На закрое неба лежало золотое блюдо, светилось розовым, будто стекало с него розовое масло, «миро небесное». Смотрели, пока не излилось оно последней каплей.

— Приходите к нам, — сказала Даринька, — так с вами хорошо.

— Как я вам рада… — сказала Надя взволнованно. — Простите, всегда глупые слезы… как взволнуюсь. Наш докторишка всегда: «Здравствуй, истерика!» Вы его не знаете… ужасный циник. Думает, что спас меня от смерти. А я-то знаю, кто спас. Гнилой дифтерит ходил, даже из крепких мужиков помирали. Мамаша поехала в Оптину, всякую надежду потеряли. Я уж задыхалась, два дня без чувств. А мамаша странный сон видела, огромный горшок каши.

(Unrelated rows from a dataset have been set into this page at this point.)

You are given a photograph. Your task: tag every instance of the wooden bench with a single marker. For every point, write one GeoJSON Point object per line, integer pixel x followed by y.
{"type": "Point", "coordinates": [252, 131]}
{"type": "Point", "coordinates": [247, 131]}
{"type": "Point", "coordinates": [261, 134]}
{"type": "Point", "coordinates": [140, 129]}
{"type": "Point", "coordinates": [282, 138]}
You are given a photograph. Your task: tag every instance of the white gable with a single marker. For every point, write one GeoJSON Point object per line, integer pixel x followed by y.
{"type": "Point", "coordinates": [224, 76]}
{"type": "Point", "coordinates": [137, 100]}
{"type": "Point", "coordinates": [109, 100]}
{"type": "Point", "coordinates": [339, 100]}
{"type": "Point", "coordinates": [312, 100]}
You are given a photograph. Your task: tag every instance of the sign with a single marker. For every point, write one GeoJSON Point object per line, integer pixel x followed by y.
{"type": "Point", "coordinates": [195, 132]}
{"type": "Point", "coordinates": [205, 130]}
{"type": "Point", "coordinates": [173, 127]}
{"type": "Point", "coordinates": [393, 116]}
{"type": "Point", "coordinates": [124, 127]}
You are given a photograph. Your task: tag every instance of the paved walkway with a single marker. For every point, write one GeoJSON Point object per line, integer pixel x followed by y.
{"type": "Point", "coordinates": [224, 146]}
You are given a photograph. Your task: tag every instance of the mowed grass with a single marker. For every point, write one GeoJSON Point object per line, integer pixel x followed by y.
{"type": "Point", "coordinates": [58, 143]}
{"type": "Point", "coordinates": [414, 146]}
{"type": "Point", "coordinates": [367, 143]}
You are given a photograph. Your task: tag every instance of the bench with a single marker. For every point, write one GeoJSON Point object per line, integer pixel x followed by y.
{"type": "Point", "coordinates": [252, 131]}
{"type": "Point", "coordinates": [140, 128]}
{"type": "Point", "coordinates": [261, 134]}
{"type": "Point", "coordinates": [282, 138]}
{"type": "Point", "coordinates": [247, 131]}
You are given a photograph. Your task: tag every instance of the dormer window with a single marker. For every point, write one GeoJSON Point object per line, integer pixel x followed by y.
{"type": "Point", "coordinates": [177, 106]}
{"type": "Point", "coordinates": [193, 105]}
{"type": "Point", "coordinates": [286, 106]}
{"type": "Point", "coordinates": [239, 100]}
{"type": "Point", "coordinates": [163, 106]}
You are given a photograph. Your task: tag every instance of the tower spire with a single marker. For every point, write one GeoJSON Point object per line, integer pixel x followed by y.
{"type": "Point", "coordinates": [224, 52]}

Так и думали — к поминкам. В прошлом году на святках. Наши ходили к Егорычу, он провидит, кому умереть скорее…

— Да?! — испугалась Даринька.

— По глазам как-то видит. Мнительные его боятся, а вдруг скажет: «Поговеть бы надо», — так и знают. Пришел он, я ничего не помню, говорили. Поглядел на меня и махнул рукой. «Становьте самовар, — говорит — чайком угостите, люблю яблошное вареньице». А тут доктор Ловцов был. Егорыч ему: «Нечего тебе теперь там делать, садись и ты». Так и поняли, что конец мне. Попил чайку, пошел, а на пороге вдруг: «За нее какой молитвенник!..» Докторишка и сказал ему: «Что, пророк, осекся?» А тот ему: «А вот, годи срок, на тебе уж не осекусь». А там, в Оптиной, в эту минуту… — проверили! — кончилась обедня, батюшка отец Амвросий шел из алтаря и говорит мамаше: «Вот тебе и заздравная», — дал ей просвирку, и улыбается ласково-ласково: «Чего ж ты плачешь, скачет уж она».